Some screening tests carry greater risks than others. The use of spiral CT scans to detect lung cancer has been wrought with controversy because the screening exposes patients to radiation, is costly, and produces a large number of false-positive findings that can lead to invasive testing, surgery, and overdiagnosis. The benefits of the test are still not known. No randomized trial has found that spiral CTs save lives, but most experts are waiting for larger studies to form an opinion, particularly a federally funded trial of 50,000 volunteers with results expected by 2010.

Mammography has been shown to lower mortality from breast cancer by about 20 to 30 percent. Although doctors and professional groups recommend screening in older women, Dartmouth’s Schwartz wishes that mammography were presented as a decision rather than a prescription, and with greater perspective on the benefits. Lowering mortality 20 percent means that if 30 women out of 1,000 would normally die of breast cancer, screening would save six of them. But 24 would still be lost, even with mammograms. “I think the current model is, ‘If you don’t do this, you should have your head examined,’ ” she says. “Should we move from persuasion to information?”
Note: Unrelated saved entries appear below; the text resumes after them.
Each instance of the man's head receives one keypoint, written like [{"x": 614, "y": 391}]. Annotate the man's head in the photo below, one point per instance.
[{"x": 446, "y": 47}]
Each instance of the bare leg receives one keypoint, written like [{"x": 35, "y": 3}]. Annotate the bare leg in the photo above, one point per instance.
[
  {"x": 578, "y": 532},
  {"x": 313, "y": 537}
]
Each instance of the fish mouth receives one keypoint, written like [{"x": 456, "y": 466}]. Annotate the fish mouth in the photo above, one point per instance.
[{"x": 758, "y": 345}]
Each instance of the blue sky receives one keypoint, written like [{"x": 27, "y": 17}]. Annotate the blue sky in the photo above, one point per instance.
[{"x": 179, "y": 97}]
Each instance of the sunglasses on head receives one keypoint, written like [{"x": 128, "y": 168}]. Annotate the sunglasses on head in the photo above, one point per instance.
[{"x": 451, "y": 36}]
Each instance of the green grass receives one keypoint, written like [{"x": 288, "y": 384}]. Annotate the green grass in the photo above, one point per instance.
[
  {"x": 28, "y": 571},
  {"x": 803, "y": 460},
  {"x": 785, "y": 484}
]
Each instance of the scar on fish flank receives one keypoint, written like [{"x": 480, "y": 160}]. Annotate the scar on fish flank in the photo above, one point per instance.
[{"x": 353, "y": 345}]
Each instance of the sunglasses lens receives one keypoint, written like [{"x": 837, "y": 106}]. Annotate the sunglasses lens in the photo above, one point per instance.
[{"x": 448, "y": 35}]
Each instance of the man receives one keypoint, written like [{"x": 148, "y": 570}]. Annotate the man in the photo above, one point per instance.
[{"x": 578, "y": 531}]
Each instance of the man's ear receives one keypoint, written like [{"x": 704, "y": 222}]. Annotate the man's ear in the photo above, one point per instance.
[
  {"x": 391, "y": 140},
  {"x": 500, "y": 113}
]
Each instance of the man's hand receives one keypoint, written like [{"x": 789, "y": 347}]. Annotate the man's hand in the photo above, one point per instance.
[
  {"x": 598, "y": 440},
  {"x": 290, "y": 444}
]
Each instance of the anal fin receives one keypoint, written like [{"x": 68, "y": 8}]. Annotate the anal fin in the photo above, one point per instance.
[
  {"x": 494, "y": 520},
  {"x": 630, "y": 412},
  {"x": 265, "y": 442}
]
Yet Schwartz, who is of recommended mammogram age, acknowledges the choice to undergo screening can be perplexing and stressful. Sometimes, being told you need a mammogram is more comforting than being asked if you want one. “These things are really hard calls,” she says. “I find my own personal decisions really challenging.”

In April, Troia had his prostate removed. Today, he’s recovering, dealing with the common symptoms of a prostatectomy, including bouts of incontinence and impotence. Still, Troia has no regrets, noting that a PSA would not have even been discussed until age 50. “That’s another nine years,” he says. “Who knows how far it would have grown?”